I have a program which does backtracking search in a recursive function.  I followed the chapter in "Real World Haskell" to parallelize it.

Without Control.Parallel, it uses about 25% of the CPU, namely one core out of four. With the suggestions in RWH it runs faster but still uses only 35% of the CPU max. 

So I set about creating a MWE in order to experiment and reach out for help. For some reason, my stripped down program isn't working with parallelism at all! 

There's no effect from the R.W.H. ideas.
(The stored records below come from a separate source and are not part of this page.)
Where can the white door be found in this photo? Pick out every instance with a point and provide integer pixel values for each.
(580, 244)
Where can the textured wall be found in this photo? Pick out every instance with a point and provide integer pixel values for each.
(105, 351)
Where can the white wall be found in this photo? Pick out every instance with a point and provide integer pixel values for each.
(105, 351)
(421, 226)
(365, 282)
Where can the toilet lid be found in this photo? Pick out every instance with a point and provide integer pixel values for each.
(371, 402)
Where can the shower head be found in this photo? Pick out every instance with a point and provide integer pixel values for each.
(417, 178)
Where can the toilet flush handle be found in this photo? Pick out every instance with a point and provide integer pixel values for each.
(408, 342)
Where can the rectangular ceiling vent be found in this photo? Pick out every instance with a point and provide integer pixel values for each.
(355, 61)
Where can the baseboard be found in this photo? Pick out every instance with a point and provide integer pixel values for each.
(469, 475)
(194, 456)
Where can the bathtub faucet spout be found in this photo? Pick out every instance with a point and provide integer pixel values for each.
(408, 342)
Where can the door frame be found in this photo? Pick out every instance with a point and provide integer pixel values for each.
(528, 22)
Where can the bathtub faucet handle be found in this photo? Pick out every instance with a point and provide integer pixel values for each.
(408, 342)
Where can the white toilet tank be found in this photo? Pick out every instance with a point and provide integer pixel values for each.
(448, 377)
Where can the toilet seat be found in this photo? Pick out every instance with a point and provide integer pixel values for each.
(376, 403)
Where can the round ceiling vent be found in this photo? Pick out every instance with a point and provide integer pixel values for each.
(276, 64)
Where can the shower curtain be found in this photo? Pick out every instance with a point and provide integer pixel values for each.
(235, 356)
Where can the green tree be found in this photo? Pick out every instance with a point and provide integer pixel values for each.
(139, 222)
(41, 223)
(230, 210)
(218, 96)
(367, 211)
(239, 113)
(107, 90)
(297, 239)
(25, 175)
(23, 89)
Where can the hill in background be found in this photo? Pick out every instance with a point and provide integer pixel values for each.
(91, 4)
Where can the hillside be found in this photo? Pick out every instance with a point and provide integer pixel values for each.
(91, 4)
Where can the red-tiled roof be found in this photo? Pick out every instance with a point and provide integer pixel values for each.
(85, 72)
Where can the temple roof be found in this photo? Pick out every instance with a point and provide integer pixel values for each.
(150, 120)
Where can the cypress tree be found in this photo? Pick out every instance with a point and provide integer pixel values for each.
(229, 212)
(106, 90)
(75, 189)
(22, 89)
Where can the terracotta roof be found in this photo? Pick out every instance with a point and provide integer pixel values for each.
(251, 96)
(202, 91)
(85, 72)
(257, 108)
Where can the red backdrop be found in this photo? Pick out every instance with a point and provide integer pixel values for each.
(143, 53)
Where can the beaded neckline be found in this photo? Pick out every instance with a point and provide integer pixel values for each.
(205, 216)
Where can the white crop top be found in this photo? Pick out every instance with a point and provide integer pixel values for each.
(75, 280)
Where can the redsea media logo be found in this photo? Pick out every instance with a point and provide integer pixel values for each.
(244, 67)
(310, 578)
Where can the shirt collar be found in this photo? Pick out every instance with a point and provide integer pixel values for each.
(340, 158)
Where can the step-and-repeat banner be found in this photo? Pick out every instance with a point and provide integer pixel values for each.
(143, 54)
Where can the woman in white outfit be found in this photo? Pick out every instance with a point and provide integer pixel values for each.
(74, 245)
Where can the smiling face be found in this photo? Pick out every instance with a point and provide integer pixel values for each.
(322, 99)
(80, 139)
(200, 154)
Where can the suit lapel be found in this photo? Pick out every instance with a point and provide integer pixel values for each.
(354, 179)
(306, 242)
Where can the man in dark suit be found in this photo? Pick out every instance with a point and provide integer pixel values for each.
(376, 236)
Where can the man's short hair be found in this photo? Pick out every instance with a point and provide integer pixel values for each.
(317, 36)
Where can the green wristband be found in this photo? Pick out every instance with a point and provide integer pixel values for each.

Can I get some suggestions as to why? 

Here's the program:
--------------------------------------------
import qualified Data.List as L
import Text.Printf
import System.CPUTime
import Data.Function
import Control.Parallel

-- Run backtracking search for a list of doubles, optimizing a 
-- fitness function on the list, called 'evalFunc'. At each step, use 'stepFunc' 
-- to generate a list of possible next Doubles that can be added to the list. 
-- We are done when the list has 'finalSize' elements.
search1_par :: Int ->
  ([Double] -> Double) -> ([Double] -> [Double]) -> [Double] -> (Double,[Double])
search1_par finalSize evalFunc stepFunc listIn
  | length listIn == finalSize = (evalFunc listIn,listIn)
  | otherwise = 
      let steps = stepFunc listIn
          (steps1,steps2) = divideListInTwo steps
          f s = search1_par finalSize evalFunc stepFunc $ s:listIn
          results1 = map f steps1
          results2 = map f steps2
          results = force results1 `par` (force results2 `pseq` (results1++results2))
      in L.maximumBy (compare `on` fst) results
  
force :: [a] -> ()
force xs = go xs `pseq` ()
  where go (_:xs) = go xs
        go [] = 1

divideListInTwo :: [a] -> ([a],[a])
divideListInTwo [] = ([],[])
divideListInTwo xs = (take l xs,drop l xs) where l = length xs `div` 2

---------------------------------------------
-- some sample evaluation (fitness) functions and step generation functions.

eval1 :: [Double] -> Double
eval1 xs = v1 - v2 + v3
  where
    v1 = sum $ zipWith (*) (cycle [1]) xs
    v2 = sum . map (*2) $ zipWith (*) (cycle [1,0]) xs
    v3 = sum . map (*3)  $ zipWith (*) (cycle [1,0,0]) xs


step1 :: [Double] -> [Double]
step1 xs | l == 0 = take 8 $ xs
         | l == 1 = take 8 $ map (/2) xs
         | l == 2 = take 8 $ map (*3) xs
  where
    l = length xs `mod` 3
--------------------------------------------------------------------------------
-- main

main = do
  t1 <- getCPUTime
  let f :: Double -> String
      f x = printf "%5.1f" x
      (_,result) = search1_par 13 eval1 step1 [1,2,3]
  putStrLn $ concatMap f result
  t2 <- getCPUTime
  putStrLn $ printf "CPU time: %.3f" ((fromIntegral $ t2-t1) / 1000000000000 :: Double)